Radio Free Europe/Radio Liberty has a dedicated Central Asia correspondent in Almaty. The Economist is blessed with having the doyenne of the increasingly inexistent press pack: Joanna Lillis.
Media outlets in the region are also producing more content in English. A great deal of it is patchy, to put it tactfully, but there are notable standard-bearers, such as Vlast.kz.
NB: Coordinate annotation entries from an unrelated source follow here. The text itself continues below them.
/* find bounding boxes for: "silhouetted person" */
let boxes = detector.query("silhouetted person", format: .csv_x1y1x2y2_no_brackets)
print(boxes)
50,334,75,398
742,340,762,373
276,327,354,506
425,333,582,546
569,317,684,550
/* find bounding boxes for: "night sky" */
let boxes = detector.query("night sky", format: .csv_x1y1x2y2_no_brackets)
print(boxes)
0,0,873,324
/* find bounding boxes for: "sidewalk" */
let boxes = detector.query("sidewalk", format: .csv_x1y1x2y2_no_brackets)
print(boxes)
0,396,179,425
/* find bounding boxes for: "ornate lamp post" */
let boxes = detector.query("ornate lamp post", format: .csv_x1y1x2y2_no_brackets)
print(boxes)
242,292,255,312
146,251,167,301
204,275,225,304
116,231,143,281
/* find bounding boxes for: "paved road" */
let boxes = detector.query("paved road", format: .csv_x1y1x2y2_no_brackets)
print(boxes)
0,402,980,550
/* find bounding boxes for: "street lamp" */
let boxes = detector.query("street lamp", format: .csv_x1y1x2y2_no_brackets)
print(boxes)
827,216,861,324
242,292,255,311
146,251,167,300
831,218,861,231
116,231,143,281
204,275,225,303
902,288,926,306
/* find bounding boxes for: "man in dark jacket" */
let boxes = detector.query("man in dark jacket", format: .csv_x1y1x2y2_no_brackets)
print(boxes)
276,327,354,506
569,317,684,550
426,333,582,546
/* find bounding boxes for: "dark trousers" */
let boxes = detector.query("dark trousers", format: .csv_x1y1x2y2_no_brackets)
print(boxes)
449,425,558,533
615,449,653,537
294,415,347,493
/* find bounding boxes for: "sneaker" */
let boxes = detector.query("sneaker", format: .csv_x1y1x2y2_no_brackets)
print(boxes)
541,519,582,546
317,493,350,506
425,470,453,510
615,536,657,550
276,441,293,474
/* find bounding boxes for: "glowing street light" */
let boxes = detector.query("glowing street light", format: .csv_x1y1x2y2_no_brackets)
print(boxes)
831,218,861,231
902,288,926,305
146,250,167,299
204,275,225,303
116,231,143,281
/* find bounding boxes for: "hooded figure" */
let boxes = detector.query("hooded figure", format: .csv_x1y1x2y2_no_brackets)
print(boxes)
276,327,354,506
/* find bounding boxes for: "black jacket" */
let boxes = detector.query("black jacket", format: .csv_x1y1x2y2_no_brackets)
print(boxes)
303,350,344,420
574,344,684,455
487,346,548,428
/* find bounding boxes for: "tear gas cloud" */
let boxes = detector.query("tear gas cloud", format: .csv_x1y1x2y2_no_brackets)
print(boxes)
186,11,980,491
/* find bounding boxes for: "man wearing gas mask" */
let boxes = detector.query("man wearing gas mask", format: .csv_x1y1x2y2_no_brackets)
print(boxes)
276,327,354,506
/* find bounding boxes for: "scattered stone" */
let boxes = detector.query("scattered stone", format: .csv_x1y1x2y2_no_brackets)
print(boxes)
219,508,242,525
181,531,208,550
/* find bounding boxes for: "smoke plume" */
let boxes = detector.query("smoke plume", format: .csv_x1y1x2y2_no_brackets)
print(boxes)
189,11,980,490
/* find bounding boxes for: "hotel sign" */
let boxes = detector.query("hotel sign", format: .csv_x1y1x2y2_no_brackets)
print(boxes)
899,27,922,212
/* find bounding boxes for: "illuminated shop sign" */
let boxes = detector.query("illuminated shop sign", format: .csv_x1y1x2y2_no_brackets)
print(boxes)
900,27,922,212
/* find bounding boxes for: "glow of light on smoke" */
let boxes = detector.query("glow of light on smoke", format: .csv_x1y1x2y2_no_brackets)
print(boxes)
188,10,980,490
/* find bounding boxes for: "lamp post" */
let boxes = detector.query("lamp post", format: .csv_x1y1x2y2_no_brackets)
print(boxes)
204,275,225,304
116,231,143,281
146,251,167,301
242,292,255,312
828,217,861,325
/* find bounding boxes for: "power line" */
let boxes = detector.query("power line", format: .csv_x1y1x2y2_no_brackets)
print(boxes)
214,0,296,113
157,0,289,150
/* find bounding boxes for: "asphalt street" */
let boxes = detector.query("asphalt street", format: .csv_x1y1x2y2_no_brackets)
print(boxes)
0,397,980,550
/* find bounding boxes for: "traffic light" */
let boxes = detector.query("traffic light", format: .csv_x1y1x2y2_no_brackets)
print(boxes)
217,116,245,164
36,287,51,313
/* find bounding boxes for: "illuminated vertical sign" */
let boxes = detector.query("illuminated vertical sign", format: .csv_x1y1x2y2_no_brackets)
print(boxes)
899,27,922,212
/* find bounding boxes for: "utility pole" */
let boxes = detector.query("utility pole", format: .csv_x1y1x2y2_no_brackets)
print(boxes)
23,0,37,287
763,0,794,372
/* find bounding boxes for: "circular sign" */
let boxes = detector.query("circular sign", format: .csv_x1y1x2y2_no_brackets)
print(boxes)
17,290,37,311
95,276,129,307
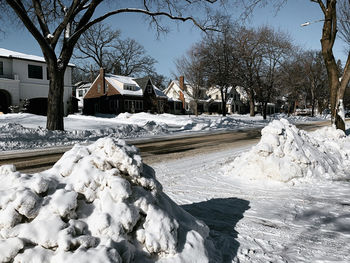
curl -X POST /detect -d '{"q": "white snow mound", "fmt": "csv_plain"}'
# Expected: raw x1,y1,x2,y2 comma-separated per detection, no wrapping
224,119,350,182
0,138,214,263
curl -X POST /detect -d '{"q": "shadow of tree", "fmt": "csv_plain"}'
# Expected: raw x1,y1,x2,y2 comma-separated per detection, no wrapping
181,198,250,262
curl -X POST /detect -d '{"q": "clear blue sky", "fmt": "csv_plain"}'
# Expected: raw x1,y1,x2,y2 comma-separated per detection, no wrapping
0,0,346,77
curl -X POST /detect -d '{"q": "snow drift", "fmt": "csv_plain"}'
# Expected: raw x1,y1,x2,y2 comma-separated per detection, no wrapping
224,119,350,182
0,138,214,263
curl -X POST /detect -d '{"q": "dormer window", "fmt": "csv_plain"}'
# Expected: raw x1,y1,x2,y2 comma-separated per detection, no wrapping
28,64,43,79
124,85,135,91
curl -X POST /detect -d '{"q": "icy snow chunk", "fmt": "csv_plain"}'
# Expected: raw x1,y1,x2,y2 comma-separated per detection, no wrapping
0,237,24,262
0,138,214,263
142,206,179,254
50,189,78,217
0,164,16,175
224,119,350,182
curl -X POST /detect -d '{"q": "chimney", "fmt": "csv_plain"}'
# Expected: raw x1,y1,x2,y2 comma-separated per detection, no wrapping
179,76,185,91
100,67,106,94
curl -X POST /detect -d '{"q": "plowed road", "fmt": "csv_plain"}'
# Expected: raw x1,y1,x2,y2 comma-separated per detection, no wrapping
0,121,330,173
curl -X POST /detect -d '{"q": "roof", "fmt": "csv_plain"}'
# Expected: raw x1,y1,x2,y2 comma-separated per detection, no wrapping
153,85,168,98
0,48,75,67
105,74,143,96
134,77,152,91
164,80,193,101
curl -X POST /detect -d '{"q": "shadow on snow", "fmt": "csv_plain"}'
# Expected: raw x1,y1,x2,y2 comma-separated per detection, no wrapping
181,198,250,262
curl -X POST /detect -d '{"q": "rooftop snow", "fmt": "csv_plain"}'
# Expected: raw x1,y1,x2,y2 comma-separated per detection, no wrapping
105,74,143,96
0,48,75,67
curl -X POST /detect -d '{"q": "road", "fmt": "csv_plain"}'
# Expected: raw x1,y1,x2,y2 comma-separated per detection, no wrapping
0,121,330,173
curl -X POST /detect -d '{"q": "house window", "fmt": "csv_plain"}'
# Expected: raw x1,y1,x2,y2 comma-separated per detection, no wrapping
28,65,43,79
124,85,135,90
124,100,143,111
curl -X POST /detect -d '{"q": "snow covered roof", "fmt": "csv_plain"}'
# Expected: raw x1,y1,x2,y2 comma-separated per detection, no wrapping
77,82,92,89
164,80,196,101
105,74,143,96
153,85,168,98
0,48,75,67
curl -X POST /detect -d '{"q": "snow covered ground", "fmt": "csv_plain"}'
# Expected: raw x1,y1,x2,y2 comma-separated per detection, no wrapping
0,113,325,151
0,115,350,263
153,121,350,262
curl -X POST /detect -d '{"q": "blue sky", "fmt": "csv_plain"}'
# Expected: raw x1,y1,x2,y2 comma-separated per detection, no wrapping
0,0,346,77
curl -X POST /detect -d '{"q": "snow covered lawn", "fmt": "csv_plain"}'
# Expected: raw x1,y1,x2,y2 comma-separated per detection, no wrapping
153,121,350,262
0,113,324,151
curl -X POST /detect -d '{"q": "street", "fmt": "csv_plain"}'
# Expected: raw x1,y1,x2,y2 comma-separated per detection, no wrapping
0,121,330,173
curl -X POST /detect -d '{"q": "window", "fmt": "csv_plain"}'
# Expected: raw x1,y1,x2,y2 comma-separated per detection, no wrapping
124,85,135,90
28,65,43,79
124,100,143,110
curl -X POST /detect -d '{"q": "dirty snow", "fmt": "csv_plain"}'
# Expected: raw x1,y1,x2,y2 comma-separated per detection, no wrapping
153,121,350,263
0,113,325,151
225,119,350,182
0,138,218,263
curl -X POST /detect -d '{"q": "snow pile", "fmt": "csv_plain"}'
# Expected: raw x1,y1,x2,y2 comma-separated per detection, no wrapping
0,121,167,151
0,138,213,263
224,119,350,182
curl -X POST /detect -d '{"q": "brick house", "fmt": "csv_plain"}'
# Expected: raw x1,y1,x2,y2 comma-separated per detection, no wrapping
164,76,207,114
83,68,167,115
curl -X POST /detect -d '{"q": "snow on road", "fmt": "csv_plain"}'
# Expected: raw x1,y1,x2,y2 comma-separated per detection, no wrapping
0,113,324,151
153,120,350,262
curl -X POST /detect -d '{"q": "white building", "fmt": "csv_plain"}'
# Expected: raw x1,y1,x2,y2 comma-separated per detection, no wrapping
207,86,247,114
0,48,74,114
75,81,91,110
164,76,207,114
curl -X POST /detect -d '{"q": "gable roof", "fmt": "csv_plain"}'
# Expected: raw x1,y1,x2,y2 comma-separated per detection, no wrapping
105,74,143,96
0,48,75,67
164,80,192,101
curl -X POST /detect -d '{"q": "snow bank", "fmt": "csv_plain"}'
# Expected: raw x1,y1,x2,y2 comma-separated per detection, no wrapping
224,119,350,182
0,138,213,263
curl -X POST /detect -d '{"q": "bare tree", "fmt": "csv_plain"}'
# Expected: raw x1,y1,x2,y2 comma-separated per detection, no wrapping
108,38,157,76
200,17,238,116
256,26,293,119
175,44,206,116
73,23,120,69
234,27,263,116
1,0,223,130
73,23,156,77
300,51,328,116
238,0,350,130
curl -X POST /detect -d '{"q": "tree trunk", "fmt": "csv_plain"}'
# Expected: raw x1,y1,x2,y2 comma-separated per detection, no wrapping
46,69,64,131
262,102,267,120
249,90,255,117
321,1,345,131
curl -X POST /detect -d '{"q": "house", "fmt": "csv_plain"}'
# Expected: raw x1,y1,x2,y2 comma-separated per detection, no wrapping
0,48,74,115
83,68,167,115
74,81,91,110
207,86,248,114
164,76,207,114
For the newsletter-reading crowd, more of those are cropping up. And for those prepared to pay for news, services like Interfax and The Central Asia and South Caucasus Bulletin provide a good way to keep abreast of events.
But to come full circle, things have, alas, become tight at Eurasianet. This article is my last bit of writing as the site’s Central Asia editor.
I freely acknowledge there is something a little solipsistic in a Westerner reflecting dolefully on the state of foreign coverage of Central Asia.
But there is a broader consideration here. Lack of decent journalism will lead to poor diplomatic and development policymaking. This juncture in history hardly seems the time for that. International investors likewise rely on solid reporting to make their decisions.
And we owe it to journalists in the region to amplify and spotlight work that many of them find increasingly hard to do in their own countries.
Press freedoms in Central Asia have either plummeted or stagnated. Tajikistan is a horror-show only slightly better than Turkmenistan these days. The shoots of spring promised when Shavkat Mirziyoyev became president in Uzbekistan in 2016 have failed to blossom. Kyrgyzstan is rapidly going full-tilt authoritarian. Kazakhstan’s dalliances with liberalizing never seem to come to anything, and journalists still practice their profession at their own risk.
Undemocratic governments cannot seem to grasp that killing the free media only feeds rumor-mongering, especially in the era of social networks, and deepens ignorance; a perfect recipe for the very political instability they claim to abhor.
If the outside world looks away, the darkness will be even more complete.